Sunlight link to obesity and diabetes
Friday, October 24, 2014
Researchers from the Telethon Kids Institute and Harry Perkins Institute of Medical Research have found that small regular doses of sunlight suppress the development of obesity. The findings have been published in the journal Diabetes.
Leading this project, Telethon Kids researcher Dr Shelley Gorman said the team found that regular exposure of the skin to moderate amounts of ultraviolet radiation suppressed the development of obesity and the metabolic syndrome.
"We have shown that skin exposure to both high dose (around 10 minutes in midday summer sun) and low dose (around 2-3 minutes in midday summer sun) ultraviolet radiation suppresses the development of obesity and diabetes symptoms in mice fed a high fat diet," Dr Gorman said.
"We didn't observe the same effect in mice fed a diet that included vitamin D supplements so the mechanism seems to be due to other factors induced by sunlight not vitamin D."
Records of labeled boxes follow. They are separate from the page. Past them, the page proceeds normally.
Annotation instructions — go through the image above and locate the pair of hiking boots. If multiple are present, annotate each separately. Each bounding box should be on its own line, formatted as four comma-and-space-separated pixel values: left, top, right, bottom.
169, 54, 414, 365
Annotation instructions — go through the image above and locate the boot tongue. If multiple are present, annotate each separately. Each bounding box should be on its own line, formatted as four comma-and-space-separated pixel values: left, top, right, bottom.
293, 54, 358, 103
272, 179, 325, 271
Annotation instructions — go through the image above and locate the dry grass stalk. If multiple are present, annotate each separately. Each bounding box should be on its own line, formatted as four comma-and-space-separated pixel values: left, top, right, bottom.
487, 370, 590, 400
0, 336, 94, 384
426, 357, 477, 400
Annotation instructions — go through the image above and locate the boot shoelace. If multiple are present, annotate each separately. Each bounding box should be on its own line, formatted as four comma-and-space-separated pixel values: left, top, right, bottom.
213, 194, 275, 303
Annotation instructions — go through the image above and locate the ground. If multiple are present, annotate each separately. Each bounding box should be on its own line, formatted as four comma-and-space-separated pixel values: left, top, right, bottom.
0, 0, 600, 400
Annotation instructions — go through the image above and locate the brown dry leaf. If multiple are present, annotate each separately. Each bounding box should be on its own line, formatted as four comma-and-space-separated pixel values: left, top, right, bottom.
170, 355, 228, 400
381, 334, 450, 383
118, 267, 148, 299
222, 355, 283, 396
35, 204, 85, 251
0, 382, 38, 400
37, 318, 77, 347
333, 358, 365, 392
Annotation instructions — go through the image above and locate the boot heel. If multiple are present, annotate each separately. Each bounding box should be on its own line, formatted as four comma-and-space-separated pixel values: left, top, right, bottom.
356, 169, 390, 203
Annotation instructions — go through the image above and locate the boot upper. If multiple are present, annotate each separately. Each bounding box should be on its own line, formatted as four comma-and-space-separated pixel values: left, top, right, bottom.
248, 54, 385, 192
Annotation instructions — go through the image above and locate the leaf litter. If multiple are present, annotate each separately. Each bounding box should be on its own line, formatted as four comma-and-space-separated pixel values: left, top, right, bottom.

Dr Gorman said the findings are important as they suggest that
casual exposure of the skin to sunlight, together with plenty of
exercise and a healthy diet, may help prevent the development of
obesity in children.
She said further research was needed to better understand this effect and how we can better harness the sun to improve our metabolic health.
However, Dr Gorman said it was important that anyone concerned about the health benefits of exposure to ultraviolet radiation from sunlight consult current guidelines on safe levels of exposure.
Co-author Professor Prue Hart from Telethon Kids said that whilst this research has significance around the globe it is particularly important in Australia. "Given our climate and our lifestyle our research is very relevant to the future health and wellbeing of our kids and we look forward to expanding on it."
Obesity has significant effects on our health and wellbeing: obese people have increased comorbidities resulting from cardiovascular disease, type-2 diabetes, breast and colon cancers, dementia and depression.